How to make an Italian charcuterie board

The charcuterie board is a practical and tasty choice for an Aperitivo with friends or a traditional appetizer for informal dinners but its preparation is not as simple as it might seem, it is a real composition!

THE CHOICE OF CURED MEATS

It is better to combine cured meats different in flavor and texture, seasoned and cooked, but you can choose to give a theme to your charcuterie board and choose to present them according to their origin or seasoning times.

PORTIONS AND CUTS

All cured meats can be tasted cut into very thin slices (except traditional salami, such as BioEttore and Padus, which must be cut into thicker and transversal slices), even if some types, such as mortadella, can be tasted also in cubes.
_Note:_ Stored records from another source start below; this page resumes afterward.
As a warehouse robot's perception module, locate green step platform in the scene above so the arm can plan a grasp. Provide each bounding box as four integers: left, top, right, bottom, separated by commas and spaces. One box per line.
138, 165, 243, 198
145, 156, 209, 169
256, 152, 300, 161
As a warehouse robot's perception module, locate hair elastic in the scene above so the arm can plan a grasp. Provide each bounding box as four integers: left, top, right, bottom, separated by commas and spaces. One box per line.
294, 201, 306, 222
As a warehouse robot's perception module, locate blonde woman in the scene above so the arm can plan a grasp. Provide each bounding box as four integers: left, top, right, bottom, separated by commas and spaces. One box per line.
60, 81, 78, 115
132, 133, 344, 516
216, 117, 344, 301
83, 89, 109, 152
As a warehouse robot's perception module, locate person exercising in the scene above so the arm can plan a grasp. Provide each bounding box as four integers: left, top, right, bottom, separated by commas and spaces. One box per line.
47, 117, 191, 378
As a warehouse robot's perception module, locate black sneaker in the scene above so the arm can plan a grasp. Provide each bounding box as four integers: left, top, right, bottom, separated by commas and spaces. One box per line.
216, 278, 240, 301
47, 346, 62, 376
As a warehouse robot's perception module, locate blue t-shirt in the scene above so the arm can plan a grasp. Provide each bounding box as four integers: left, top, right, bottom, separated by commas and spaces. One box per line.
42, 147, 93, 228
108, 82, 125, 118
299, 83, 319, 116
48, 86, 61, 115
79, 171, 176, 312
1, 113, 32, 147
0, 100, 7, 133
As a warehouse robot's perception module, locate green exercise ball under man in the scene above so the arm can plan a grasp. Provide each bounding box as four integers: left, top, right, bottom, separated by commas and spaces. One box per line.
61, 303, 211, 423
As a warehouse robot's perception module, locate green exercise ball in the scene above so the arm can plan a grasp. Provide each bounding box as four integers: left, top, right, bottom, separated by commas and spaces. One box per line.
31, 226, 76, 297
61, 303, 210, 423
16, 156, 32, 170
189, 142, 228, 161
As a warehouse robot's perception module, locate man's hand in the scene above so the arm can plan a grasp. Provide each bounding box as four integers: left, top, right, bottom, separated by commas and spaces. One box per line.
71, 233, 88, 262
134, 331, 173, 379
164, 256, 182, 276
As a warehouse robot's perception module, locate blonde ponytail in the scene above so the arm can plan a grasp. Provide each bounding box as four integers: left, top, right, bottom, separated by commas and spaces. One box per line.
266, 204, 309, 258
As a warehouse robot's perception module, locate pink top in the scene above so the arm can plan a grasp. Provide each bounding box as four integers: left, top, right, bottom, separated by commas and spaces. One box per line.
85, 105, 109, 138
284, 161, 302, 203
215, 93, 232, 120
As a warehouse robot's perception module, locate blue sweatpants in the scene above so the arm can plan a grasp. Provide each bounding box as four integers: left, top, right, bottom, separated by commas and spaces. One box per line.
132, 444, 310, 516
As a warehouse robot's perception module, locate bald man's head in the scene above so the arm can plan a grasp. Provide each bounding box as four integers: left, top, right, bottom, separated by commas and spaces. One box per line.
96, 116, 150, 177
To prepare the right amount of cured meat calculate two slices of each product for each guest.

THE DISPOSITION

Arrange the cured meats one slice next to the other: you can start with cured meats with the thickest slices and the most neutral flavors up to the thinner slices with a stronger and spicier taste, or in ascending order from the most to the least seasoned.

COMBINATIONS

Accompanying cured meats with other products stimulate the creativity of the guests who can choose the combinations according to their taste.

Croutons of toasted bread, homemade breadsticks, fresh seasonal fruit, grilled vegetables, cheeses, jams, sauces or creams should never be missing alongside a charcuterie board.

THE WINE

There is no rule for combinations but if you are not an expert combine the wine with the strongest-tasting cured meat on the board: for example, if it is the black pork Coppone then pair it with aromatic white wines, even slightly wavy, such as Malvasia dei Colli di Parma or Istrian Malvasia, or with light and fruity red wines.